Chapter 19 - Pesta

Começar do início
                                    

"Aaah berisik sekali. Aku ingin makan dengan tenang," sela Cave dengan mulut penuh daging. Kami tertawa melihat wajahnya.

"Kenapa kalian malah makin ribut, sih?"

Acara beralih ke lomba memancing ikan. Sungguh aneh melihat teman-teman berlomba menangkap ikan di danau. Bagai nelayan yang menangkap ikan di laut pada malam hari. Teman-teman mendapat banyak ikan dan menambah persediaan makan kami.

Acara lalu berlanjut ke lomba membuat kembang api sederhana paling cepat dan indah. Pemenang dari lomba itu sudah dipastikan Alec-lah orangnya. Gara-gara itu, kami mendiskualifikasi Alec karena sudah terlalu jago lalu mengadakan pertandingan ulang.

Selesai dengan acara lomba membuat kembang api, kami mengadakan pertandingan adu panco. Karena jumlah laki-laki dan jumlah perempuan di kelas kami ganjil—11 orang dan 9 orang—maka teman-teman menjadikanku dan Hugo, dua murid dengan nilai atletik tertinggi menjadi penantang untuk pemenang terakhir.

"Hei! Tehnya habis!" seru Stella.

Aku mengangkat tangan. "Biar aku yang membuatnya lagi!"

Aku bergegas masuk ke gedung dan pergi ke dapur untuk membuat teh. Kurebus air di atas kompor canggih di dapur. Jangan tanya dari mana kami mendapatkannya. Kau sudah bisa menebaknya sendiri.

Tiba-tiba seseorang menepuk pundakku. Aku kaget dan langsung menoleh ke belakang.

"Kau ingin kusiram air panas, hah!?"

Hugo tertawa. "Habisnya, kau sering menjahiliku. Itu tadi balas dendam kecilku." Dia berjalan ke sebuah lemari dan mengambil daun teh kering. "Biarkan aku membantumu."

Aku mendengus kesal, membiarkan Hugo menyiapkan bahan dan alat-alat yang bahkan tidak ada hubungannya dengan menyeduh teh.

"Kita tidak butuh pisau. Dan kau mengambil garam, bukan gula. Teman-teman takkan mau minum teh asin. Bisa-bisa mereka mengira itu air kencingmu yang diberi aroma teh."

Hugo kebingungan. Dia meletakkan kembali alat dan bahan yang tidak diperlukan. Tiba-tiba, tangannya berhenti bergerak mengutak-atik barang-barang di dapur. Pandangannya kosong, seperti memikirkan sesuatu.

"Ada apa?"

Hugo menatapku sesaat. "Eve, tidak apa-apa kita berpesta begini?"

Aku mengedikkan bahu. "Kita semua butuh istirahat dan melepas stress. Sudah hampir lima bulan kita terus memikirkan teka-teki dan semua petualangan berbahaya. Tidak ada salahnya menggelar pesta sesekali."

Hening sesaat.
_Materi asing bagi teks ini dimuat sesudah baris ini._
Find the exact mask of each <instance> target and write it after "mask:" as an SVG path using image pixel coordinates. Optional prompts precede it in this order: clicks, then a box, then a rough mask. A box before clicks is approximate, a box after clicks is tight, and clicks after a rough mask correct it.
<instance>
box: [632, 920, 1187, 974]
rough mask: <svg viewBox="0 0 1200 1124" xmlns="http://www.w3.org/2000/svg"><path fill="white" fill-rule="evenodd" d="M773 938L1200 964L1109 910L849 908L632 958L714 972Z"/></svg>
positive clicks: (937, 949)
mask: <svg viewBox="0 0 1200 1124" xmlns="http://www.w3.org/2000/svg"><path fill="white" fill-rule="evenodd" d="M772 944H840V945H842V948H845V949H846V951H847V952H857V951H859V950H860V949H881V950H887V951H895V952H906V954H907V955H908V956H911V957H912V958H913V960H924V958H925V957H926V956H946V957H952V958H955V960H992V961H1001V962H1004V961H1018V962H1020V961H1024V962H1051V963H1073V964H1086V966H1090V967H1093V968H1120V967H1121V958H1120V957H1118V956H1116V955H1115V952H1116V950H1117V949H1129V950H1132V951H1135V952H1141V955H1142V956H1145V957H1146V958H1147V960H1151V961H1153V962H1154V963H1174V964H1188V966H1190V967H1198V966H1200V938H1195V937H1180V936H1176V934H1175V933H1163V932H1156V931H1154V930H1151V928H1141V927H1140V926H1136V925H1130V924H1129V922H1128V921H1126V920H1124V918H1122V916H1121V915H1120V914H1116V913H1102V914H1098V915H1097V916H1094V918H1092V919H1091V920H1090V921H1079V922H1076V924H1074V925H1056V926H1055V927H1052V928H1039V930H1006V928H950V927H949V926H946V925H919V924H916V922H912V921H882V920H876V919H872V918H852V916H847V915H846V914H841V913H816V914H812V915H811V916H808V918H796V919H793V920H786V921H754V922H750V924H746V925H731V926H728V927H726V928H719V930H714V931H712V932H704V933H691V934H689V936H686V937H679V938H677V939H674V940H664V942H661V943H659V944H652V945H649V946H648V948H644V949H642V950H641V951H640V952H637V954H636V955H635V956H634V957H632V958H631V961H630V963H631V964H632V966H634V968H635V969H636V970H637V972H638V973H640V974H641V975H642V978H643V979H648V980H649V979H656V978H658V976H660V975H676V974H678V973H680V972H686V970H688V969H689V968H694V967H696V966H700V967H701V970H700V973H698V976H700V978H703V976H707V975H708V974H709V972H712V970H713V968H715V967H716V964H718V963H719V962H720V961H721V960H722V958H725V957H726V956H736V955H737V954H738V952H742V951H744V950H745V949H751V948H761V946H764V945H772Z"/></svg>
Sesaat kemudian bunyi gelembung air di dalam kendi memecahkan keheningan. Airnya sudah masak. Aku pun menyeduh teh.

"Dasar, kau memang suka sekali belajar dan bekerja keras, ya? Istirahat dan menghibur diri itu penting, tahu," celotehku sambil memasukkan daun teh kering ke dalam kendi.

"Lima ratus teka-teki sudah selesai," ucap Hugo, mengalihkan pembicaraan. "Sisanya ada di wilayah barat pulau, 'kan? Apa kita bisa melaku—"

"Pasti bisa," potongku. Aku kemudian menatap pemilik netra perak itu lamat-lamat. "Kita semua bisa melakukannya."

Hugo tertegun. Bisa kulihat jakunnya bergerak.

"Bagaimana jika ada yang mat—"

"Aaah, sudahlah," potongku. "Sana ambil es batu," pintaku sambil mengangkat kendi berisi teh yang sudah jadi.

Aku dan Hugo kembali ke belakang gedung. Pertandingan adu panco sudah selesai.

"Ini dia! Dua bos terakhir untuk para pemenang adu panco kita sudah datang!" seru Devin lantang. Nampaknya dia yang paling semangat di antara kami semua. "Hardwin akan menantang Hugo, dan Emily akan menantang ketua kita!"